X. Emmanuelli : Sur le papier, tout est clair autour des réfugiés : libre circulation, patrouilles mixtes, tout ce qu'on veut mais en réalité, il y a beaucoup d'amertume dans le coeur des gens et je ne vois pas comment ils vont vivre facilement ensemble quand ils ont vu des gens qui ont été des violeurs, des assassins de leur famille. C'est un moment figé de l'histoire. Je crois que la communauté internationale devrait prendre conscience de ce qui se passe, être très vigilante, pousser les actions de reconstruction, être présente. J'ai peur que, quand on aura tous le dos tourné…
RTL : mercredi 28 février 1996
X. Emmanuelli : Le projet de loi avance bien, je pense qu'il sera prêt dans un mois et demi. Il sera présenté pour l'arbitrage au Gouvernement et après au Parlement.
J.-J. Bourdin : Est-il vrai que le RMI va augmenter ?
X. Emmanuelli : Je ne vais certainement pas vous répondre la-dessus. Sur ce qui est paru dans la presse sur les minima sociaux, déplacer de l'un à l'autre, des minima sociaux vers le RMI, cela, certainement pas. On ne raisonne pas en déplaçant des budgets d'une ligne à l'autre. Pourquoi ? Parce que c'est une grande loi politique, ce ne sont pas des arrangements techniques, déshabiller Pierre pour habiller Paul. Ce n'est pas comme cela qu'il faut raisonner mais en ayant une ambition politique, un souffle, et regarder sur quoi cela débouche, ce que l'on fait et quels sont les acteurs de tutelle, ce que cela implique de l'Etat, du département, des maires, des collectivités territoriales.
J.-J. Bourdin : L'instauration d'une taxe d'inoccupation et à l'ordre du jour ?
X. Emmanuelli : Cela me paraît une idée à suivre, mais elle est extrêmement complexe. De quel logement inoccupé s'agit-il ? Est-ce que c'est quelqu'un qui n'occupe pas provisoirement son logement, ou est-ce que c'est par exemple une vieille dame qui se réserve pour un peu plus tard ? Il y a 50 cas de figure et on ne va pas les résoudre en trente secondes. Mais je serais favorable à une telle mesure.
J.-J. Bourdin : Et un fonds d'aide aux jeunes ?
X. Emmanuelli : Oui, c'est envisagé, il existe déjà mais il faut déterminer les modalités pour le rendre encore plus performant, plus opérationnel. Une grande question se pose, d'ordre politique : est-ce que c'est une forme de RMI ? Les choses ne sont pas tranchées. Il faut peut-être favoriser un dynamisme, une insertion.

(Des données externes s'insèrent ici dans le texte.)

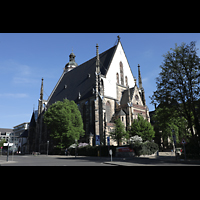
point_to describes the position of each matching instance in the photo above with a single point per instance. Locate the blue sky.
(27, 57)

J.-J. Bourdin : Il faut améliorer aussi l'alerte ?
X. Emmanuelli : L'exclusion concerne plusieurs domaines, aussi bien la santé que le logement, le chômage de longue durée. La situation économique mais aussi sociale et sanitaire se dégrade. Donc il faut un observatoire et c'est réclamé par toutes les associations. Je travaille sur un observatoire de la précarité, pour dire quels sont les signaux d'alerte, comment les faire fonctionner. Pour le logement, au bout d'un bon moment, quand il y a des impayés, il faut très vite savoir prévenir l'expulsion, avec un accompagnement, de façon à ce que des systèmes automatiques se déclenchent. Cela fait partie du volet prévention.
J.-J. Bourdin : Aurez-vous les moyens financiers de vos ambitions ?
X. Emmanuelli : A partir du moment où l'on dit que c'est un chantier gouvernemental qui engage le Gouvernement et le président de la République, on les aura.